Bergmann Edition : 20 pages

 

Italian- born Neri is a new name to me, but apparently he has his musical fingers in many different styles and here has composed three portraits which are of moderate difficulty, requiring quite a good technique to approach them successfully.

Gli Occhi Della Sconoscuita ( The Eyes of the Stranger) begins very mysteriously in a 4/4 E minor with two voices of harmonics, one  a constant on the beat  12th fret G, and the other an off- beat mixture of E’s F#s, and Bs. This creates a strange unnerving sound which is then joined by a low open E until the three voices of the main theme appear at bar 10. One or two of these opening bars then are a little confusing as regards the fingerings because they seem to be impossible. Take for example the last two beats of bar 16.You have a low minim E on string 6, and above that an F#  minim marked as string 4, finger 4 .Fair enough, but then you are to put in the middle of those two notes quavers of a B, string 5, finger 1  and THEN an E string 4 with your second finger, but by that point you have already used up the bottom 3 strings, so where are you supped to put this E with your second finger? It must be string 4, but that is where the melody F# is already sounding, and meant to go on til the end of the bar? Adding to that confusion are the three pairs of initials that are not explained. There is an ‘s.t.’ under a B on bar 13, then an ‘s.o.’ under a note on bar 15, and finally an ‘s.p.’ under a note on bar 16.Nothng is explained further and I have no idea to what they refer. Moreover they re3cur throughout this piece As for the piece itself it is moody, and has a definite atmosphere that was nicely captured.

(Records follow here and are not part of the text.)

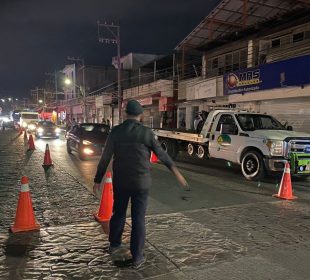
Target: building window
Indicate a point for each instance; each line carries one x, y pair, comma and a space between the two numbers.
297, 37
215, 63
243, 58
275, 43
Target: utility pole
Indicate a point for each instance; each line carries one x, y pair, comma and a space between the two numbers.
113, 37
82, 87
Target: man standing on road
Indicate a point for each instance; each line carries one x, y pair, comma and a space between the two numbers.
130, 144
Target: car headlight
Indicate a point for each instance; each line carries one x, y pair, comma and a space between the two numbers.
85, 142
275, 147
32, 126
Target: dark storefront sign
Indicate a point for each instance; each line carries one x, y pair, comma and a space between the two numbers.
165, 104
291, 72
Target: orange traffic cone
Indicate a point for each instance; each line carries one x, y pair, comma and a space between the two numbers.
47, 158
31, 143
105, 210
285, 190
24, 219
154, 158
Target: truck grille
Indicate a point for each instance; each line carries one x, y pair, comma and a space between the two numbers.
299, 146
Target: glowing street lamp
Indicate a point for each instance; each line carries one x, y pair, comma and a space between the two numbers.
68, 81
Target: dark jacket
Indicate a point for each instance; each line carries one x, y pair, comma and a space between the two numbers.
130, 144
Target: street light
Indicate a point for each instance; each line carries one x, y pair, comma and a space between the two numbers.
69, 82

Red Tango Shoes has a dropped 6th D and begins with a Lento introduction before becoming a full – blown Tango marked Vivace at bar 5.This has again a number of very clever, and interestingly unusual harmony notes in place that do again create quite an atmosphere. There are also a number of very quick sets of hammer – ons, and glissandi that give the Tango a properly Spanish feel.

The final Tra E Lum E U Scur (Between the light and the Dark) begins with an agitated four note pattern, of a triplet of semi – quavers ending with a quaver that takes over the first 18 bars, until a momentary pause heralds in a tremolo pattern that continues for the rest of the work until closing on a C Major chord, even though the piece is in E Major for the greater majority of the piece.

I found this trio of pieces intriguingly written, and apart from those oddities I mentioned earlier, well worth trying out. So if the moodiness of these three pieces sounds like something that you might like, then give them a try, as long as you can work through those odd bars!